Thyroid Surgery and Minimally Invasive Thyroidectomy

Surgery on the thyroid gland - a thyroidectomy - involves the removal of all or part of the thyroid gland. This is now achieved with small cosmetic scars usually and just one night in hospital.

A thyroid lobectomy or hemithyroidectomy hemithyroidectomy involves the removal of half of the thyroid gland. The affected thyroid lobe and isthmus that connects it to the opposite lobe are removed along with the upward projection of the thyroid – the pyramidal lobe. This operation is performed mainly for the diagnosis of suspicious nodules, to exclude cancer, for unilateral thyroid swellings (goitres) and overactive thyroid nodules. Most patients will not require thyroid hormone (thyroxine) replacement following this procedure but patients are monitored in case it becomes necessary. Operations less than a lobectomy are outmoded and should not be performed.

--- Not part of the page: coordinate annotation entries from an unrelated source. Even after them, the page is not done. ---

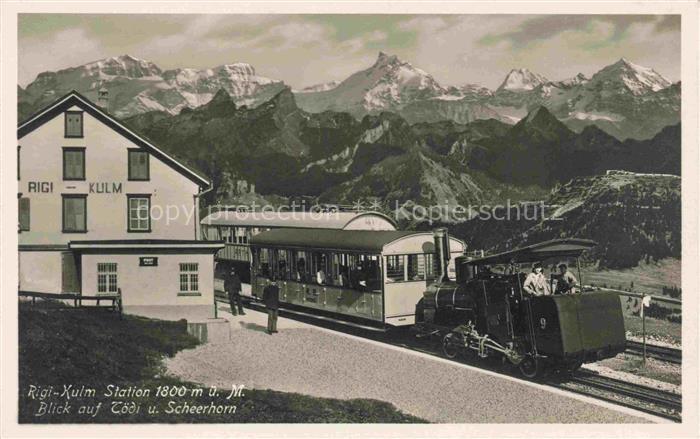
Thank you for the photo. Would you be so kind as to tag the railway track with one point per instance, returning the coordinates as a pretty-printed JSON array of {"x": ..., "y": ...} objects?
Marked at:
[
  {"x": 663, "y": 353},
  {"x": 657, "y": 402}
]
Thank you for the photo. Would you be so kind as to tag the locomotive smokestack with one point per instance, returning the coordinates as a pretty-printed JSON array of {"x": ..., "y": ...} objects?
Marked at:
[{"x": 442, "y": 252}]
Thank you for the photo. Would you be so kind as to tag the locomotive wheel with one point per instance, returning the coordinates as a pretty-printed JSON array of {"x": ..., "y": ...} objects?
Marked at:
[
  {"x": 530, "y": 367},
  {"x": 451, "y": 344},
  {"x": 573, "y": 367}
]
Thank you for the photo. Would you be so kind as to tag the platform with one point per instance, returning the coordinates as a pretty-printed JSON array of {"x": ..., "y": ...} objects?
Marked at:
[{"x": 320, "y": 362}]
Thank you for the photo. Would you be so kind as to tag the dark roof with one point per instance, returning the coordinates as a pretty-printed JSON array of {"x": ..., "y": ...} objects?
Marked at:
[
  {"x": 74, "y": 98},
  {"x": 144, "y": 243},
  {"x": 555, "y": 248},
  {"x": 349, "y": 240},
  {"x": 320, "y": 220}
]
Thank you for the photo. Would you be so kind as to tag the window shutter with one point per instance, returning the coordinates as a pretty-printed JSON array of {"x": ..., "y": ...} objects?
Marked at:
[{"x": 24, "y": 214}]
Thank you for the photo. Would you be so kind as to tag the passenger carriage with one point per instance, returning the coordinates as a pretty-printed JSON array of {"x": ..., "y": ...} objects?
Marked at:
[
  {"x": 236, "y": 228},
  {"x": 365, "y": 277}
]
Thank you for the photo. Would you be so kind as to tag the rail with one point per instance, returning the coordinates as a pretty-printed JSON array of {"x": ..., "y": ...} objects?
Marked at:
[
  {"x": 78, "y": 299},
  {"x": 639, "y": 295}
]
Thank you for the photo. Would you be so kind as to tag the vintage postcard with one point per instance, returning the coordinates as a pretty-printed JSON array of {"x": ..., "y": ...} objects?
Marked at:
[{"x": 359, "y": 219}]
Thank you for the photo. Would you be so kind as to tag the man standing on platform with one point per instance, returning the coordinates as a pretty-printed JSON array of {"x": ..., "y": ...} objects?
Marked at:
[
  {"x": 232, "y": 285},
  {"x": 271, "y": 297}
]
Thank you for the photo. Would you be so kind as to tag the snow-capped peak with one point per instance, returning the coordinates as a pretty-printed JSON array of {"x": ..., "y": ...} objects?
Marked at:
[
  {"x": 638, "y": 79},
  {"x": 385, "y": 59},
  {"x": 123, "y": 65},
  {"x": 522, "y": 79},
  {"x": 576, "y": 80},
  {"x": 319, "y": 87}
]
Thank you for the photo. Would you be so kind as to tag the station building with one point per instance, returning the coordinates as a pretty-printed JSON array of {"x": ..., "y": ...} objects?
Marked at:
[{"x": 101, "y": 210}]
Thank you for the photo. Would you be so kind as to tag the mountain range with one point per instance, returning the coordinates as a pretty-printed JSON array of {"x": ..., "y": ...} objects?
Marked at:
[
  {"x": 623, "y": 99},
  {"x": 285, "y": 150},
  {"x": 392, "y": 137}
]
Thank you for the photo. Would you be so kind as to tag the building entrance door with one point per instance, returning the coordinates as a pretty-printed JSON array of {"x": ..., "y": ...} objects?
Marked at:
[{"x": 70, "y": 266}]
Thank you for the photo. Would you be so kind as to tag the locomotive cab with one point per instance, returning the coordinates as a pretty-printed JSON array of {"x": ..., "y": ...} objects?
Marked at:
[{"x": 489, "y": 311}]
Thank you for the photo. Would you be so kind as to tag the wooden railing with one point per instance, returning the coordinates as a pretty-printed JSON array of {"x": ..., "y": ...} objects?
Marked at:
[{"x": 115, "y": 300}]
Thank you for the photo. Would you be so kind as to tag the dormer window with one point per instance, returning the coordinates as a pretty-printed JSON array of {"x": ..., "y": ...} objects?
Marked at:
[
  {"x": 74, "y": 124},
  {"x": 138, "y": 165}
]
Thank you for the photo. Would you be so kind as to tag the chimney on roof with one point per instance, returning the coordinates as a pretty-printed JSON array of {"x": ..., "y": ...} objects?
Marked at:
[{"x": 103, "y": 98}]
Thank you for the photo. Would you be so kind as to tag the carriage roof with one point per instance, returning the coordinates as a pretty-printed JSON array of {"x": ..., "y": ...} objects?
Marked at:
[
  {"x": 555, "y": 248},
  {"x": 275, "y": 219},
  {"x": 349, "y": 240}
]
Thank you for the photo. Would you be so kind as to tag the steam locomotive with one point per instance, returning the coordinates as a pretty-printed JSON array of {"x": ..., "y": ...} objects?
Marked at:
[{"x": 488, "y": 313}]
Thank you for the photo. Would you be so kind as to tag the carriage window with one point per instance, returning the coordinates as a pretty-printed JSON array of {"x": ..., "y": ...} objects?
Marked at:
[
  {"x": 265, "y": 262},
  {"x": 374, "y": 275},
  {"x": 394, "y": 268},
  {"x": 240, "y": 236},
  {"x": 416, "y": 267}
]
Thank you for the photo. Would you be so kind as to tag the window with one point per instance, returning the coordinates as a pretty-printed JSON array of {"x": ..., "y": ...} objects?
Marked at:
[
  {"x": 74, "y": 124},
  {"x": 139, "y": 207},
  {"x": 74, "y": 213},
  {"x": 226, "y": 234},
  {"x": 394, "y": 267},
  {"x": 138, "y": 165},
  {"x": 74, "y": 163},
  {"x": 107, "y": 277},
  {"x": 241, "y": 236},
  {"x": 24, "y": 217},
  {"x": 189, "y": 277}
]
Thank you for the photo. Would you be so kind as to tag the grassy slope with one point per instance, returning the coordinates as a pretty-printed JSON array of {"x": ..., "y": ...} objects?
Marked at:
[
  {"x": 650, "y": 279},
  {"x": 96, "y": 349}
]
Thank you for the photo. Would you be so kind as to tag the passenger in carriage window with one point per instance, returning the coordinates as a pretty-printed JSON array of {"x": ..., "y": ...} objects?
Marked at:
[
  {"x": 357, "y": 278},
  {"x": 283, "y": 272},
  {"x": 301, "y": 270},
  {"x": 320, "y": 277}
]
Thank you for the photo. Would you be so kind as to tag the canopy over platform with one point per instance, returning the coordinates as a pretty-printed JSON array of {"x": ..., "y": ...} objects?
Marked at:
[
  {"x": 345, "y": 240},
  {"x": 555, "y": 248},
  {"x": 313, "y": 220}
]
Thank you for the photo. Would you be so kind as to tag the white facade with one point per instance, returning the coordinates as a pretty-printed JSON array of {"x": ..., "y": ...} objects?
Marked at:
[
  {"x": 164, "y": 210},
  {"x": 400, "y": 297}
]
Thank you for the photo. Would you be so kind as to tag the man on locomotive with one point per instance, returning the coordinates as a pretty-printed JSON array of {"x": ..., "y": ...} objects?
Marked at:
[
  {"x": 566, "y": 281},
  {"x": 536, "y": 282}
]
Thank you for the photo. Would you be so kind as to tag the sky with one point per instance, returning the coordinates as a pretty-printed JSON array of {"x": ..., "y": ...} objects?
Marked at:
[{"x": 304, "y": 50}]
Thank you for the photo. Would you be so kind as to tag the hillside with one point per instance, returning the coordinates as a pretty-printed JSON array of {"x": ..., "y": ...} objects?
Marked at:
[{"x": 633, "y": 217}]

A thyroid isthmusectomyis sometimes performed when just the isthmus (central part of the thyroid) requires removal

A total thyroidectomy is a procedure where all the thyroid gland is removed. This is the operation of choice in multinodular goitres, patients with Graves’ disease where surgery has been chosen, and it is mandatory in thyroid cancer. In the case of thyroidectomies for thyroid cancer the operation is slightly more involved since tissue surrounding the thyroid and lymph nodes that may have been involved in the cancer are also removed.

Thyroid surgery is safe when performed by experienced and appropriately trained specialist surgeons. Complications in thyroid surgery are infrequent and less likely to occur when surgery is undertaken by specialist thyroid surgeons working in a team that regularly undertake thyroid surgery. The principle permanent problems that may be encountered after thyroid surgery are voice change or hoarseness and a low calcium leading to the need to take calcium and vitamin D supplements for life. Bleeding, bruising and infection are all uncommon and should occur in less than 1% of cases.

Choosing your surgeon. There is a strong link between training and the experience of the surgeon and better outcomes in thyroid and parathyroid surgery. A very large study from Germany has demonstrated that surgeons performing less than 30 thyroidectomies per year are more likely to have complications following thyroid surgery. A study from the USA reinforces these findings suggesting that surgeons performing cumulatively more than 100 thyroidectomies and parathyroidectomies per year are most likely to achieve the benchmarks set by the world’s leading centres. Unfortunately, currently over 80% of thyroidectomies in the UK are performed by surgeons that perform less than 30 thyroidectomies per year. We recommend that patients requiring thyroid surgery find a specialist surgeon that regularly undertakes thyroid surgery in high volume. At the London Endocrine Centre we have well known teaching hospital endocrine surgeons Mr Palazzo and Mr Sadler that each perform over two hundred endocrine procedures per year.